London Stock Exchange launches e-trading for retail bonds

The London Stock Exchange has launched an electronic trading platform for retail bond investors. The facility opened in February and offers private investors continuous two-way pricing for a limited number of UK corporate bonds and gilts available in small denominations.

Forty-nine gilts and 10 corporate bonds are available for trading, including securities issued by Royal Bank of Scotland, Morgan Stanley, Tesco, BT, National Grid, GlaxoSmithKline, GE Capital and Enterprise Inns.

RBS initiated the first primary issue through the platform, with a bond that is available in lot sizes of £100. The 10-year bond has a nominal coupon of 5.1%.

There is no official minimum trade, but LSE’s product manager for fixed income, Gillian Walmsley, says the focus is on trading denominations of £1,000, although £5,000 and £10,000 denominations are under consideration.

As of February 9 there had been eight trades in gilts, and one trade on a bond issued by GlaxoSmithKline.

The exchange was closely modelled on Borsa Italiana’s trading platform for retail fixed income investors.

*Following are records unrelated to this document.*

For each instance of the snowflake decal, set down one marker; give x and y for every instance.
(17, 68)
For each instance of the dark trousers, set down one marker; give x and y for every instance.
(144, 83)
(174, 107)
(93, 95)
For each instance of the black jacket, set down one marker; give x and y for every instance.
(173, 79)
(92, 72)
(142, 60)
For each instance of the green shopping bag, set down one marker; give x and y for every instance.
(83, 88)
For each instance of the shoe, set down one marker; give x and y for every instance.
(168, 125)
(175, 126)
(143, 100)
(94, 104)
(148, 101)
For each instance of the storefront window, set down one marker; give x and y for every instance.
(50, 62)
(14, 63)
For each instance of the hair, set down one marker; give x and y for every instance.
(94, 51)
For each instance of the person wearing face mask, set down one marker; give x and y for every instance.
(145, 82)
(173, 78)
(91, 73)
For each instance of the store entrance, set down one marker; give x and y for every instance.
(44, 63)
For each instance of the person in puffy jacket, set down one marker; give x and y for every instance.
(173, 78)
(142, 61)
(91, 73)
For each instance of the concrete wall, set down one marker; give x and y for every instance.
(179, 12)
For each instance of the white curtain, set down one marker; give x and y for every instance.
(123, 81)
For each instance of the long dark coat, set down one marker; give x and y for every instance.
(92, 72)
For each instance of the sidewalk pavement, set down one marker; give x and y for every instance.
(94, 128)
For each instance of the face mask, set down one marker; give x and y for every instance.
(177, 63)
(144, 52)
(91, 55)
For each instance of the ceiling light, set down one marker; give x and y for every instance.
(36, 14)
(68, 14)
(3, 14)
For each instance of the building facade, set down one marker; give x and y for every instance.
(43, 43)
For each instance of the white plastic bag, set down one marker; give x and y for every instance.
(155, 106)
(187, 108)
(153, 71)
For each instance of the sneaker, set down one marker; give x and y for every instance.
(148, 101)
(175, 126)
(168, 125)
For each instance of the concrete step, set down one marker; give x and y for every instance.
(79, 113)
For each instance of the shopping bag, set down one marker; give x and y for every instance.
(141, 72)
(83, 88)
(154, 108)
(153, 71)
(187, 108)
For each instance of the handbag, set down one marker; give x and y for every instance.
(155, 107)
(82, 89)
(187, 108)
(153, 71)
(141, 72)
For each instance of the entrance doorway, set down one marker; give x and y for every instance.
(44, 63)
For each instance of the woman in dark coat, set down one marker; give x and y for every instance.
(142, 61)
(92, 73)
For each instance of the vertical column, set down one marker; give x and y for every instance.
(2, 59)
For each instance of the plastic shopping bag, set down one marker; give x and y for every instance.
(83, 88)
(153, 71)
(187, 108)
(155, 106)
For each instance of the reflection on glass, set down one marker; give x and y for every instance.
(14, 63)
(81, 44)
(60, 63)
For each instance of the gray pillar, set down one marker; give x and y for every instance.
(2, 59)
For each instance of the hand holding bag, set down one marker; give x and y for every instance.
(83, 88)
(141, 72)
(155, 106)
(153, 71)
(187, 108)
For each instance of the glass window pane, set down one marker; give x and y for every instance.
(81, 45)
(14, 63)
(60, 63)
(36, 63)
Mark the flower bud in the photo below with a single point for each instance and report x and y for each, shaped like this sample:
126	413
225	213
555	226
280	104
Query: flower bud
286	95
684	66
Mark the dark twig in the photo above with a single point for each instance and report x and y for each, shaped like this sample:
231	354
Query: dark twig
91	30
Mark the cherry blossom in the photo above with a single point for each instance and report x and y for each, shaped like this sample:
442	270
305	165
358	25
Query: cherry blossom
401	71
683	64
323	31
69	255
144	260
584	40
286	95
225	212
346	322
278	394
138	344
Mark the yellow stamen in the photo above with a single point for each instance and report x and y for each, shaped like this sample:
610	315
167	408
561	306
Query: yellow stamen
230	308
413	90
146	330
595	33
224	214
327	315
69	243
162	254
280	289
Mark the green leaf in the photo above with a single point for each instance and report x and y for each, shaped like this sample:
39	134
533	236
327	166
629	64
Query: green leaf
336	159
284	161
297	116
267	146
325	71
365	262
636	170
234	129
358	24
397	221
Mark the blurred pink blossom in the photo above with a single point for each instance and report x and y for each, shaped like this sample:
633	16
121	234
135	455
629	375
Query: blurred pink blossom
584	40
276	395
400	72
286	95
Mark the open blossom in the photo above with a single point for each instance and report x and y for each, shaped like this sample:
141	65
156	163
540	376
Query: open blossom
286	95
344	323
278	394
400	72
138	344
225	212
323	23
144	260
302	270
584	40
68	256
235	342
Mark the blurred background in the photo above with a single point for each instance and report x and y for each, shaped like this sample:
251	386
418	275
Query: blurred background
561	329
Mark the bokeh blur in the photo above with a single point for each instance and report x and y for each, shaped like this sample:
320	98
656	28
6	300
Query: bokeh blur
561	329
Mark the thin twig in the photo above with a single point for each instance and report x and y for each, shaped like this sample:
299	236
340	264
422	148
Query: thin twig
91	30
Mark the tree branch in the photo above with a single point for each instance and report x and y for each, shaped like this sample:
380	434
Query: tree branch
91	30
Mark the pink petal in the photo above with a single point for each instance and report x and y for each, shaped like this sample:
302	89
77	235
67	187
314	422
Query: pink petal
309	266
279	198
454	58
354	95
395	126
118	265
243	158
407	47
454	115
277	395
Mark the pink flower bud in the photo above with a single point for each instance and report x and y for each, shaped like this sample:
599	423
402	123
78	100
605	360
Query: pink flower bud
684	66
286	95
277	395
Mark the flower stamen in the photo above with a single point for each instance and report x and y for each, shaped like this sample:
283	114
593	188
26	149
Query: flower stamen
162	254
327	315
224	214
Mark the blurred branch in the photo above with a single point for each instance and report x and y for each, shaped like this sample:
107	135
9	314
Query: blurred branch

The Italian exchange (acquired by LSE in 2007) traded €230 billion of bonds to retail investors in 2009, making it the biggest market of its kind in Europe.

Walmsley says similar trading volumes will take longer to achieve in the UK, because retail investors have traditionally focused on equity rather than fixed income.

Walmsley says there is longstanding demand from investors for easier access to the bond markets, who could previously only access UK-issued bonds through bond funds or by going over-the-counter through a stockbroker.

The LSE plans to encourage greater numbers of investors to participate by providing them with basic information regarding what bonds are and how they function.

One of the key trends of 2009 saw retail investors moving out of the more volatile equity market into bonds. With interest rates still at historically low levels, the ability to achieve better returns than is available on bank accounts may see the trend continuing in 2010.

The LSE official says the new platform will make bond trading as “easy as trading shares”. In particular, finding the right price should be less arduous, as buy and sell prices will be constantly updated.

The official also says the corporate bonds listed on the platform were issued by liquid, household names. Although the principal reason for setting up the platform was to meet investor demand, he says there is strong interest from issuers to meet this. Walmsley says the platform will feature extra securities in “a matter of weeks”, and will be joined by more market-makers in the next couple of months.